Peran Santri Sebagai Aset Agent of Change (Part 2)

Penulis: M. Qorib Hamdani*

Hubungan antar agama dalam dimensi internasional yang menjadi konflik saat ini sudah dikupas dalam buku “Naionalisme Religius” yang menyatakan bahwa mayoritas ulama pada abad kedua Hijriah memberi kesimpulan tentang dasar hubungan antar umat beragama yang dibangun atas dasar konflik dan perang. Hal ini tidak semena-mena digunakan akan tetapi ada syaratnya untuk mengaharuskan damai yaitu selama tidak terdapat faktor yang mengharuskan damai karena faktor keislaman atau perjanjian secara formal antara pihak muslim dan nonmuslim.

Argumen tersebut haruslah digunakan sesuai dengan kondisi pada saat itu. Menurut Dr. Wahbah Zuhaili, kondisi dan pengaruh sosial pada waktu itu diwarnai dengan konflik dan perang antar komunitas muslim dan nonmuslim. Sehingga umat islam harus selalu waspada dari ancaman pihak musuh yang mengelilingi mereka.

Bagaimana contoh Islam yang sudah mengajarkan pengikutnya untuk berdamai ataupun mendamaikan? Apakah hal ini pernah dilakukan oleh Rasulullah sebagai seorang Nabi dan Rasul yang membawa Islam? Apakah ada beberapa pedoman santri yang mempunyai keinginan tekad untuk mendamaikan hubungan internasional?

Salah satu yang menjadi pedoman bagi para santri dalam mengkampanyekan perdamaian ialah teladan hidup dalam beragama, berbangsa, dan bernegara  Nabi Muhammad Saw. Beliau menciptakan keharmonisan antar bangsa, suku, dan agama melalui komunitas Madinah dengan suatu konstitusi universal “Piagam Madinah”. Dengan Piagam Madinah tersebut Rasulullah mampu merajut kemajmukan dan bersatu menjadi sebuah kekuatan dengan menerapkan sikap toleran dan progres yang diajarkan oleh Islam.

(Baca juga: Peran santri sebagai aset agent of change part 1)
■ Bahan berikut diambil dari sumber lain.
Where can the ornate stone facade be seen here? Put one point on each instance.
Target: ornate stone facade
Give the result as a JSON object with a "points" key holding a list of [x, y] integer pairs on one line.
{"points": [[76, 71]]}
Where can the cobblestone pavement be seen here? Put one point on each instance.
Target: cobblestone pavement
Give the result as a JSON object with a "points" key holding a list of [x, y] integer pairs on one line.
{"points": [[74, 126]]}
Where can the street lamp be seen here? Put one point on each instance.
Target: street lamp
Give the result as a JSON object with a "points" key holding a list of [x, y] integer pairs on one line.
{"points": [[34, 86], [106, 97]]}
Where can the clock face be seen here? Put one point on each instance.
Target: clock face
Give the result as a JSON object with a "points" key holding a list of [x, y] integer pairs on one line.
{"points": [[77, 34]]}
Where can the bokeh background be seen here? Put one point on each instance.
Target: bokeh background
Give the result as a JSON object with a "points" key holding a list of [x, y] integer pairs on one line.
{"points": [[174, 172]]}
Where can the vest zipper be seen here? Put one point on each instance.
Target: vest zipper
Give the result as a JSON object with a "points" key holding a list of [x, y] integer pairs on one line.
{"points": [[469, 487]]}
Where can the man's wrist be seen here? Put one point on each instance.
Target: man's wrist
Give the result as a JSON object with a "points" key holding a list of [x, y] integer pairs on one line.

Piagam Madinah adalah perjanjian yang dirintis oleh Rasulullah Saw dalam rangka merangkul semua organisasi masyarakat Madinah. Piagama madinah membuat konsep kesepakatan dan perjanjian bersama dalam membangun masyarakat yang madani secara adil dan beradab. Rasulullah Saw merintis Piagam Madinah dengan beberapa pasal yang bisa menjadikan damai kepada seluruh rakyat Madinah. Salah satunya dalam pasal satu yang menjelaskan “sesungguhnya mereka satu umat, lain dari komunitas lain.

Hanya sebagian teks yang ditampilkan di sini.